Baldwin 1965 yılında, İngiltere’deki Cambridge Üniversitesi Birliğine Amerikalı muhafazakâr eleştirmen ve National Review dergisinin kurucusu William F. Buckley ile bir tartışmaya katılmak üzere davet edilir. Tartışmanın merkezinde “Amerikan Rüyası Amerikan Zencisinin pahasına mı inşa edilmiştir?” sorusu yatmaktadır ve bu soru etrafında ırk, sivil haklar ve Amerika’ya dair zıt görüşlere sahip bu iki önde gelen figür bir araya gelir. Sağ görüşü temsil eden Buckley, çoğu zaman iyi ifade ettiği bazen ise tartışmalı bulunan görüşleriyle tanınmakta ve tartışmada Amerikan Rüyasının Amerikan Zencisinin pahasına inşa edilmediğini, ırksal ilerlemenin doğrudan eylemler yerine daha kademeli ve kontrollü bir süreç aracılığıyla gerçekleşmesi gerektiğini savunmaktadır.
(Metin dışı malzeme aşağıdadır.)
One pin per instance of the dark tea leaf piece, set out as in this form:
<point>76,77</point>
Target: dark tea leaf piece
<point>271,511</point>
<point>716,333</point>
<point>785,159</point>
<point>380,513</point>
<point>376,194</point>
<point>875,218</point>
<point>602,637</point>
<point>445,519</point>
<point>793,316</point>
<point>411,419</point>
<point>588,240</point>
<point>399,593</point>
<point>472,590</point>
Irk eşitliği ve sosyal adaletin sıkı bir savunucusu olan Baldwin ise Amerikan Rüyasının Amerikan Zencisinin sömürüsü ve acı çekmesi üzerine inşa edildiğini, ırksal eşitsizliklerin Amerikan toplumunun derinlerine işlediğini, bu haksızlıkları düzeltmek için önemli değişikliklere ihtiyaç olduğunu savunmaktadır. Farklı görüşleri temsil eden bu iki entelektüel figürün Cambridge Üniversitesi öğrencileriyle çevrili bir ortamda gerçekleştirdikleri ve Amerika’daki sivil haklar hareketi ile ırksal eşitlik mücadelesi bağlamında büyük önem taşıyan bu tartışma, gelecek kuşaklar için kayıt altına alınmış ve Amerikan toplumu için ırk, eşitlik ve adalet konularında süregiden ve halen bugün - ve hatta belki yakın geleceğimizden çok bugün için – önemli bir an olarak tarihe geçmiştir. Bu tarihi tartışmanın çağdaş yankılarından da ilham alan ERS, Baldwin and Buckley at Cambridge adlı yapıtlarında karşılıklı iki vaaz kürsüsü ve onların etrafına yerleşen bir seyirci kitlesi ile 1965’te gerçekleşen tartışmanın bugün hâlâ ne kadar geçerli olduğunun altını çiziyor ve sadece siyah-beyaz arasında değil günümüzde birçok alanda artan ayrımcılığın temelinde yatan dinamikleri göz önüne seriyor. 1965’teki karşılaşmayı dünyanın en önemli tiyatro festivallerinden Avignon’da, hem de tam Fransa’da polisin ırkçı eylemleri karşısında ayaklanmaların gerçekleştiği bir zamanda, yeniden sahne üzerinde canlandırarak geçmiş ve geleceğin çarpışmasına olanak tanıyan bu yapıtta, James Baldwin’i canlandıran Greig Sargeant ve yapıtın yönetmeni John Collins’e sorularımızı yönelttik.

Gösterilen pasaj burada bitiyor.